えとせとら本棚

新しい本との出会いにわくわく。一冊の本から次の一冊へ。

【ラジオ】<中瀬ゆかりのブックソムリエ>おとなもこどもも沈没船博士の本が話題! 2021年7月29日放送 

 

 

 

ニッポン放送あなたとハッピー!2021年7月29日放送分

 

f:id:uzumaki-guruguru:20210624095835p:plain

 

新潮社の中瀬ゆかりさんが番組内のコーナーで紹介した本と、お話をざっくりまとめて載せていきます。

 

 番組はこちら!radikoでも聴けますよ!

 

毎回、話題の本が登場!さぁ、今週はどんな本と出合えるでしょうか?

早速見て行きましょう。 

沈没船博士、海の底で歴史の謎を追う:山舩 晃太郎

 

■著者略歴

1984年3月生まれ。2006年法政大学文学部卒業。テキサスA&M大学・大学院文化人類学科船舶考古学専攻(2012年修士号、2016年博士号取得)船舶考古学博士。合同会社アパラティス代表社員。テキサスA&M大沈没船復元再構築研究室研究員。西洋船(古代・中世・近代)を主たる研究対象とする考古学と歴史学の他、水中文化遺産の3次元測量と沈没船の復元構築が専門。━━新潮社著者プロフィールより

 

内容

恋人や家族が戯れる海の底で沈没船を探すロマンチスト。それが水中考古学者だ。今日は地中海、明日はドブ川。激アツの発掘デイズ。
英語力ゼロなのに単身渡米、ハンバーガーすら注文できず心が折れた青年が、10年かけて憧れの水中考古学者に。その日常は驚きと発見の連続だった! 指先さえ見えない視界不良のドブ川でレア古代船を掘り出し、カリブ海で正体不明の海賊船を追い、エーゲ海で命を危険にさらす。まだ見ぬ船を追うエキサイティングな発掘記。━━Amazonより

 

以下、番組内の話をざっくりと抜粋しています。

中瀬さん:

今回この本で私も水中考古学者のすごい実態を知ることができました。名前に「船(舩)」が入っているのがまたすごいんです。

かたい本なのかなって思われるかもしれませんが、いえいえ、かなり笑える、かなりびっくりする本。最近貴重な沈没船の水中遺跡っていうのがすごい勢いで発見されているんですよね。これはもちろん探査機器とかがすごく進歩して、あとスキューバダイビングが浸透してダイバーが見つけるってケースもあるんです。

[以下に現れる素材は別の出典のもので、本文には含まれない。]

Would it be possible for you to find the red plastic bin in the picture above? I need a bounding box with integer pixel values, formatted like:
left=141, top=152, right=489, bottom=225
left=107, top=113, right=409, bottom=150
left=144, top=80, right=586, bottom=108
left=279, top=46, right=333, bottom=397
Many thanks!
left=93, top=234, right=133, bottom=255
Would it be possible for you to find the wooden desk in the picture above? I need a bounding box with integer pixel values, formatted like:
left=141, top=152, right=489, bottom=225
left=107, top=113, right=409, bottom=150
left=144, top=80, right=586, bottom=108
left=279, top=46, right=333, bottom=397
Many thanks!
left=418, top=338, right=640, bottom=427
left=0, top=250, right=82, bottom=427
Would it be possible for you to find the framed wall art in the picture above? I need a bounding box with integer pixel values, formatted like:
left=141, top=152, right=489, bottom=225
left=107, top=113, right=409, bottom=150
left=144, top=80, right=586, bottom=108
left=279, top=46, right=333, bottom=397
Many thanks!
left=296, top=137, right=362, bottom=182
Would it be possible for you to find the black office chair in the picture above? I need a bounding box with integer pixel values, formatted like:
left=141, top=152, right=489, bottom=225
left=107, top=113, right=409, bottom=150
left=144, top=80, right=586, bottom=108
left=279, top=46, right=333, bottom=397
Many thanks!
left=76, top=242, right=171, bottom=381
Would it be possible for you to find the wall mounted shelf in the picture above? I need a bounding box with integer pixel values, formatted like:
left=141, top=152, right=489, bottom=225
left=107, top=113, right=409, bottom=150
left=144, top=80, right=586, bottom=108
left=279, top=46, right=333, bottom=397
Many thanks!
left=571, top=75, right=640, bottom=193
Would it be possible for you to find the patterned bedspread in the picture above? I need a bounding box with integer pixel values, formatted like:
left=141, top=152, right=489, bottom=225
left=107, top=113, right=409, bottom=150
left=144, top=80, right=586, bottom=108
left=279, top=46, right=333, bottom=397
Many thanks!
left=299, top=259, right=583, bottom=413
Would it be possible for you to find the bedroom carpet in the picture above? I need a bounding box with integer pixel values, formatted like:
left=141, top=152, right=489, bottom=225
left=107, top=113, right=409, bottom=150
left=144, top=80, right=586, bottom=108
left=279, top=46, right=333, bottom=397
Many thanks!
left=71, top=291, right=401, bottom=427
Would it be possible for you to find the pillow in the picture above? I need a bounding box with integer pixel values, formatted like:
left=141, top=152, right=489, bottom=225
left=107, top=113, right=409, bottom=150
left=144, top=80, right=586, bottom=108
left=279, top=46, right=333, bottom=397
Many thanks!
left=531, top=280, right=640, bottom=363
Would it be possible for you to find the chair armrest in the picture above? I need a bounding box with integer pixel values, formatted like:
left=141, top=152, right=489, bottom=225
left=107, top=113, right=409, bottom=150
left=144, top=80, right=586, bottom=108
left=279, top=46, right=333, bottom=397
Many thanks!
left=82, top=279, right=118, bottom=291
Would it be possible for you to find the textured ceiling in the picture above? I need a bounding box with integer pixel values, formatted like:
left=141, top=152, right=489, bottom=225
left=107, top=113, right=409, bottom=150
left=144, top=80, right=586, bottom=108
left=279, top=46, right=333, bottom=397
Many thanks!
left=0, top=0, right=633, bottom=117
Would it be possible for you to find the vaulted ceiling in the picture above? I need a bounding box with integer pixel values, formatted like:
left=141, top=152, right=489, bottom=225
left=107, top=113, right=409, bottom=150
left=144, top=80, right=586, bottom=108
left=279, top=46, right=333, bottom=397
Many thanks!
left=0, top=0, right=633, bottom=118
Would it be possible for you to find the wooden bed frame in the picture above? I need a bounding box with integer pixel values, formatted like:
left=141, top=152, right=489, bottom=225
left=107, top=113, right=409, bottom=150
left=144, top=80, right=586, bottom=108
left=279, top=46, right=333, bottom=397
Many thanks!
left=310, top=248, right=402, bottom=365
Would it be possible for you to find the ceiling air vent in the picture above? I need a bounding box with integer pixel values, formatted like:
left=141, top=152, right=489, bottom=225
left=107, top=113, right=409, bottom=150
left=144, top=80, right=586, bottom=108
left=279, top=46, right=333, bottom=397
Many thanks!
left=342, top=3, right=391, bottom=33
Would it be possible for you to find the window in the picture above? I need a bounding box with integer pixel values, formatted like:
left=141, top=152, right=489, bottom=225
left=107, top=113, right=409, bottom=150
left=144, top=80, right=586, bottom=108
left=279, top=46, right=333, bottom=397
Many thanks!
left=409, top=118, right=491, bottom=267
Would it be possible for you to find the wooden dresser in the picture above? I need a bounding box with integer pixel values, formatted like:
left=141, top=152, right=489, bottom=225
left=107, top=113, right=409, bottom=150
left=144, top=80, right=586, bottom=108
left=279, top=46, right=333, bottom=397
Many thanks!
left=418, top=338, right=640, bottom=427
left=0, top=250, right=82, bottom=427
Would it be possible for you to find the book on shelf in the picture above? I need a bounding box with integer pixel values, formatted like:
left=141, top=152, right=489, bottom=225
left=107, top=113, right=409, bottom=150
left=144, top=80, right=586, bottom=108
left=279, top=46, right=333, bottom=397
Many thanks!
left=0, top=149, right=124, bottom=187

ギリシャ界隈では58隻も沈没船が見つかったこともある。ユネスコは少なく見積もっても世界中には100年以上前に沈没した船が300万隻は沈んでいるという指標を出している。海難事故は毎年100件以上起きていて、このペースが変わらなければ、日本単独だけでも10万隻あったという計算。だからまだまだ大量の沈没船が世界中にあると考える。

こういう沈没船や水中に眠っている遺跡を発掘し研究するのが水中考古学者。水中遺跡は陸のものより保存状態が良いケースが多いそう。地上だとボロボロになってしまうが、水中はそうではないと。

 

 

 

中瀬さん:

もともと筆者は野球一筋で、野球選手になるためにずっと野球をやって法政大学に行くんですけど、ある時突然水中考古学者になりたいって言って渡米するんですね。でも、英語力はゼロ。だからハンバーガーすら注文できない。そんな英語力で博士になるんですからすごですよ(笑)「沈没船見つけたら一攫千金ですね」とかいろいろ言われるらしいんですけど、それは違って、トレジャーハンターは世界に意外にたくさんいて、そういう人たちに荒らされたり、持ち帰られたりする。

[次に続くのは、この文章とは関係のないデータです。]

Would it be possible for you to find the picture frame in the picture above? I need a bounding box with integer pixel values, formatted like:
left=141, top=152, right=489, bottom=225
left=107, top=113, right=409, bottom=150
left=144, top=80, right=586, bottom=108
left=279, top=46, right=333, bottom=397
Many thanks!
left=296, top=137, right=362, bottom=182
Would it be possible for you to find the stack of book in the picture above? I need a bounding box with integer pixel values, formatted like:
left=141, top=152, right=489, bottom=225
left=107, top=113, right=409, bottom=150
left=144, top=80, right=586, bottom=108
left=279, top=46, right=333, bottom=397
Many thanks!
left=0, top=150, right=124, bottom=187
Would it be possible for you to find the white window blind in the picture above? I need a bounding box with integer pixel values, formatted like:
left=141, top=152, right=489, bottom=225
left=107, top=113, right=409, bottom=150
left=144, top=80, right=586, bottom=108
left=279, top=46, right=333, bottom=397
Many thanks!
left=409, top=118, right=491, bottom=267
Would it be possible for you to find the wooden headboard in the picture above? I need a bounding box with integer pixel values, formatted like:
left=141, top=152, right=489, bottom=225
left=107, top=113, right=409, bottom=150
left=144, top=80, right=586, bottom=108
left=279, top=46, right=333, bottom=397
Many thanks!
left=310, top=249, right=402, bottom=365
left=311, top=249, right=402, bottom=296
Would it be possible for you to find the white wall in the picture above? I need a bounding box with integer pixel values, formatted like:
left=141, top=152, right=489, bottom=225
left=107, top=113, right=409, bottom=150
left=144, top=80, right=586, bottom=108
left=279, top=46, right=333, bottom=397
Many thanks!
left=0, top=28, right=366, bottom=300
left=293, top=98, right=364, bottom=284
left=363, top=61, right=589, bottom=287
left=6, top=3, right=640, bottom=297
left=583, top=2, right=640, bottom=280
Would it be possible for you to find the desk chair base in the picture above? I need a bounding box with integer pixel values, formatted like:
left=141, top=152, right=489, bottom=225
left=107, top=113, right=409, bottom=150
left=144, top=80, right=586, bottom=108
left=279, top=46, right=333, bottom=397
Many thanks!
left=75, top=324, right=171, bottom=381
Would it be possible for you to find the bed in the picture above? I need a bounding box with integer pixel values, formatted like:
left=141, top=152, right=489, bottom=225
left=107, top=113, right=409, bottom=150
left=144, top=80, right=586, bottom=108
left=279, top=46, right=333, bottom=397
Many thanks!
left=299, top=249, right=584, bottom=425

また、「発掘恋愛症候群」など発掘者同士で若い人たちの間で勃発したり、それによって共同生活が険悪になったりとか、人間関係が意外に研究を妨げたりもするそう。

(そのほかのエピソードも紹介)

先生のキャラもすごいし、こんだけ何もできなかった先生があっという間に世界が注目する先生になっていく、そのサクセスストーリーもすごく面白い。今は世界中を飛び回って、ほとんどクロアチアにいらっしゃったりするらしいんですけど、そのエキサイティングさが伝わって来る。

彼はお金とかじゃなく、この仕事が本当に大好きだということが伝わって、、ロマンなんですよ~~。だから私、惚れそうになったんですよ(笑)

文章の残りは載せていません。